Note: Courses which list “Transcripted” are recorded on the transcript as S (Satisfactory) or U (Unsatisfactory). No tuition or fees are charged except in the case of BC499.
A maximum of 50 percent (47 semester hours) of the course work required for the Master of Divinity may be transferred from another seminary or graduate school when the transfer credits fit the nature of the program and other requirements are met.
Because counseling is a highly interpersonal activity with individuals and groups who are often distressed, it is imperative that students attend to their own emotional health and clinical suitability. Students are required to participate in individual or group counseling while enrolled in the program. Deficits in the skills necessary for clinical practice may require remediation or may result in dismissal from the program. The Master of Divinity requires the completion of 94 semester hours within six years with a minimum cumulative GPA of 2.0.

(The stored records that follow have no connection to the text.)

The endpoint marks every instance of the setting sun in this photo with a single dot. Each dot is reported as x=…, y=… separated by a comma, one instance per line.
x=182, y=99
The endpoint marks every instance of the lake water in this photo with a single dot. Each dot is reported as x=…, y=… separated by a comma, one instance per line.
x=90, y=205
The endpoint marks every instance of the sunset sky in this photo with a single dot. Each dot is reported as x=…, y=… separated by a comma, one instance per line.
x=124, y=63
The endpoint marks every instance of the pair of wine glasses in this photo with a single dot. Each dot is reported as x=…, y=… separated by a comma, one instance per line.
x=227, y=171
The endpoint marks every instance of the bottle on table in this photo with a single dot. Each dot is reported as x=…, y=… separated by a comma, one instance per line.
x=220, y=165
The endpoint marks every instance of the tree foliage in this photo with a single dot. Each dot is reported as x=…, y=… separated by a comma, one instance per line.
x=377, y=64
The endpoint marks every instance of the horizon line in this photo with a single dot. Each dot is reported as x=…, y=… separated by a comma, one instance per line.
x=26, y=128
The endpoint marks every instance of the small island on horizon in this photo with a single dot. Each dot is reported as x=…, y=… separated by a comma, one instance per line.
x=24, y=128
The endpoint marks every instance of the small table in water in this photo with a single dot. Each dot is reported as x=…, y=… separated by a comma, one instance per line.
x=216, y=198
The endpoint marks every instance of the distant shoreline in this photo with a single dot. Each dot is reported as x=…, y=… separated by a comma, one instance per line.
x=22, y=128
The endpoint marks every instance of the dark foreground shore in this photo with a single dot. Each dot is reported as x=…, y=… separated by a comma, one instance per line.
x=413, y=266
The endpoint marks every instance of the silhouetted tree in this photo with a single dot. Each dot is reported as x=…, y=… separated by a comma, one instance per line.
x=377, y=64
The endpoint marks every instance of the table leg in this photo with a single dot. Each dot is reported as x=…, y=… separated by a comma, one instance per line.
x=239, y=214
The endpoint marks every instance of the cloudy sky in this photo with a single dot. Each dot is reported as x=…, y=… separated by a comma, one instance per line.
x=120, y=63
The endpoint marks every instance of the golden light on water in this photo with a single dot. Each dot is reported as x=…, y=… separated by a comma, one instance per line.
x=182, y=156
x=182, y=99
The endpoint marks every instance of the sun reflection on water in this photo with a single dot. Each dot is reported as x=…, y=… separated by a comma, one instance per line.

Phoenix Seminary takes an integrative approach to Christian Counseling. We believe God is the source of all truth—whether discerned through careful study of special revelation in Scripture, or through systematic examination of general revelation in nature. We consequently believe true scientific findings and accurate interpretation of biblical teaching on the same subject will not ultimately contradict one another. Knowing that both nature and human reason are affected by sin, in cases of apparent conflict, we accept Scripture (correctly interpreted) as the final arbiter. Much can be learned through the observation of creation (in this case human physiology and behavior) and the systemization of those observations. This learning is a rich source of information for those in helping professions as they integrate this knowledge with a comprehensive understanding of Scripture.